Augstsprieguma Tīkls AS
- Company type: State-owned company
- Industry: Electricity
- Founded: October 15, 1939
- Headquarters: Riga, Latvia
- Area served: Latvia
- Key people: Varis Boks (CEO)
- Services: Electric power transmission
- Revenue: €185.77 million (2019)
- Net income: €4.47 million (2019)
- Total assets: 1,022,758,598 euro (2023)
- Owner: Government of Latvia
- Number of employees: 548 (January 2020)
- Parent: Ministry of Finance
- Subsidiaries: Conexus Baltic Grid
- Website: www.ast.lv/en

= Augstsprieguma tīkls =

Latvian electricity transmission system operator

Augstsprieguma Tīkls AS (AST) is an independent electricity transmission state system operator in Latvia. It operates power systems with voltages of 110 kV and above, which is leased from Latvenergo. It is also the main shareholder of Conexus Baltic Grid, a unified natural gas transmission and storage operator in Latvia.

==History==
On 15 October 1939 the Ķegums power plant and the first substation in Riga start operation. This day is considered as the beginning of AST.

AST was a part of Latvenergo. On 2 January 2012, it was unbundled from Latvenergo and the Ministry of Finance of Latvia became the sole shareholder of AST.

In December 2017, AST bought from Uniper Ruhrgas International and Itera Latvija 18.31% and 16.05% stakes in Conexus Baltic Grid, a natural gas transmission system operator in Latvia, for €57.394 million.

==Operations==
AST operates Latvian power systems with voltages of 110 kV and above, which is leased from Latvenergo.
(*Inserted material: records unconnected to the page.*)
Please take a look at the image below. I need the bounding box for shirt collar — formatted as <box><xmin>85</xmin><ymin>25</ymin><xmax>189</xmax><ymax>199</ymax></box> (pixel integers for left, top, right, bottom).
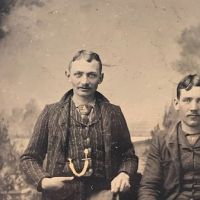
<box><xmin>72</xmin><ymin>97</ymin><xmax>96</xmax><ymax>108</ymax></box>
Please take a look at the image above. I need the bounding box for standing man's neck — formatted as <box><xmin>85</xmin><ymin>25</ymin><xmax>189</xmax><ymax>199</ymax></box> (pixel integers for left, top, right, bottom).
<box><xmin>72</xmin><ymin>94</ymin><xmax>95</xmax><ymax>104</ymax></box>
<box><xmin>181</xmin><ymin>122</ymin><xmax>200</xmax><ymax>134</ymax></box>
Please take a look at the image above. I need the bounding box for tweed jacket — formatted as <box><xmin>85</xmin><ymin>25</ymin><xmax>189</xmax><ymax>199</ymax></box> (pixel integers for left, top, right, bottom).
<box><xmin>139</xmin><ymin>122</ymin><xmax>182</xmax><ymax>200</ymax></box>
<box><xmin>20</xmin><ymin>90</ymin><xmax>138</xmax><ymax>194</ymax></box>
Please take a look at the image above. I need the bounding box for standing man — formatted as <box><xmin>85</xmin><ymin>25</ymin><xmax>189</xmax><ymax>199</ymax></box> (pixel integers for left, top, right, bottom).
<box><xmin>21</xmin><ymin>50</ymin><xmax>138</xmax><ymax>200</ymax></box>
<box><xmin>139</xmin><ymin>74</ymin><xmax>200</xmax><ymax>200</ymax></box>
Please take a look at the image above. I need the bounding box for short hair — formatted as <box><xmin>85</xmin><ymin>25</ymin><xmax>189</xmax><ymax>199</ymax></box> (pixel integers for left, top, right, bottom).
<box><xmin>68</xmin><ymin>50</ymin><xmax>102</xmax><ymax>72</ymax></box>
<box><xmin>176</xmin><ymin>74</ymin><xmax>200</xmax><ymax>99</ymax></box>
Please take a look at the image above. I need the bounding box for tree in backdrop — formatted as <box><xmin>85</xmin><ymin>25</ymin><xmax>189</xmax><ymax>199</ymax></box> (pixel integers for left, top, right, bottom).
<box><xmin>151</xmin><ymin>103</ymin><xmax>178</xmax><ymax>137</ymax></box>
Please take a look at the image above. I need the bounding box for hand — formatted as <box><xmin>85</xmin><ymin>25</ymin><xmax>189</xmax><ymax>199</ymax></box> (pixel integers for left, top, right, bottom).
<box><xmin>41</xmin><ymin>177</ymin><xmax>74</xmax><ymax>191</ymax></box>
<box><xmin>111</xmin><ymin>172</ymin><xmax>130</xmax><ymax>193</ymax></box>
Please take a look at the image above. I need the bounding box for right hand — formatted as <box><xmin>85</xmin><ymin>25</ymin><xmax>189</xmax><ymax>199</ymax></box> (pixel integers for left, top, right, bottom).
<box><xmin>41</xmin><ymin>176</ymin><xmax>74</xmax><ymax>190</ymax></box>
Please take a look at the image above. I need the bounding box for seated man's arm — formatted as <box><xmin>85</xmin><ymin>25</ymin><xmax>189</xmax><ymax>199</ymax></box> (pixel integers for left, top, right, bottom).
<box><xmin>111</xmin><ymin>107</ymin><xmax>138</xmax><ymax>192</ymax></box>
<box><xmin>139</xmin><ymin>136</ymin><xmax>162</xmax><ymax>200</ymax></box>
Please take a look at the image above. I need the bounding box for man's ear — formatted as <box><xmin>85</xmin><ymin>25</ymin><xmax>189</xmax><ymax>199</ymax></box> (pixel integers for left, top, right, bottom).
<box><xmin>173</xmin><ymin>98</ymin><xmax>179</xmax><ymax>110</ymax></box>
<box><xmin>98</xmin><ymin>73</ymin><xmax>104</xmax><ymax>84</ymax></box>
<box><xmin>65</xmin><ymin>69</ymin><xmax>70</xmax><ymax>78</ymax></box>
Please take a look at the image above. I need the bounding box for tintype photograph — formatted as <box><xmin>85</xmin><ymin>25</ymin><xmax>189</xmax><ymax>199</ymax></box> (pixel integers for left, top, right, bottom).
<box><xmin>0</xmin><ymin>0</ymin><xmax>200</xmax><ymax>200</ymax></box>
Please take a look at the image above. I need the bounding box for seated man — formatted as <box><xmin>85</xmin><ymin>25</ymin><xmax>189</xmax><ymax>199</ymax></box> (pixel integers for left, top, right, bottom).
<box><xmin>139</xmin><ymin>74</ymin><xmax>200</xmax><ymax>200</ymax></box>
<box><xmin>21</xmin><ymin>50</ymin><xmax>138</xmax><ymax>200</ymax></box>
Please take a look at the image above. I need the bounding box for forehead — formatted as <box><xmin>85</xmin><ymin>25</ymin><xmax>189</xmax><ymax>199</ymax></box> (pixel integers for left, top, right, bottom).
<box><xmin>180</xmin><ymin>86</ymin><xmax>200</xmax><ymax>98</ymax></box>
<box><xmin>70</xmin><ymin>58</ymin><xmax>100</xmax><ymax>72</ymax></box>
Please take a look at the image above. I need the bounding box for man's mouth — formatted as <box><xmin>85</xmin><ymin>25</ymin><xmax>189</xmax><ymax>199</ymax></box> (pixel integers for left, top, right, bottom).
<box><xmin>79</xmin><ymin>87</ymin><xmax>90</xmax><ymax>90</ymax></box>
<box><xmin>187</xmin><ymin>114</ymin><xmax>200</xmax><ymax>117</ymax></box>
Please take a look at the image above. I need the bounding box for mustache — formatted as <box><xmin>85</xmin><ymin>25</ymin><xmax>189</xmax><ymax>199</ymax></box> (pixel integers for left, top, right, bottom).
<box><xmin>78</xmin><ymin>84</ymin><xmax>91</xmax><ymax>89</ymax></box>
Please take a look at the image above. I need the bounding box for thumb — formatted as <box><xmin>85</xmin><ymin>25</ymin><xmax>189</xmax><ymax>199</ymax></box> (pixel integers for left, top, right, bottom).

Its overall strategic goal is to ensure the security of electricity supply of Latvia, to provide a continuous electricity transmission service.

Latvia and the Baltic states have historically operated in the IPS/UPS grid, controlled by Russia. The origins of the idea to synchronize with the European grid go back as far as 2007, when the prime ministers of the Baltic states proposed the idea of investigating this possibility. The Baltic States have completed the synchronization with the Continental Europe Synchronous Area in February 2025.

AST plans to invest €445 million in the Latvian power transmission system in 2018–2027. In 2018, it invests €89.05 million, of which €62.1 million will be spent on implementation of the third stage in construction of the Kurzeme Ring power transmission line and €4.25 million in construction of the third power interconnection between Estonia and Latvia.

==Corporate issues==
In 2017, the company had a turnover of €158.86 million and a profit of €309,244. In August 2018, the share capital of the company was increased up to €63,139,313 by converting the loan of €57.394 million for purchasing share in Conexus Baltic Grid into the share capital.

AST reached 4.7 million euros in 2018, of which 3.6 million will be paid as dividends to the state; the remaining amount will be invested in the fixed assetsfor implementing development projects. The turnover of AST during the reporting year was 194 million euros, which is 35 million euros more than the year before. Income from electric power transmission network services amounted to 72.6 million euros, or 37% of turnover.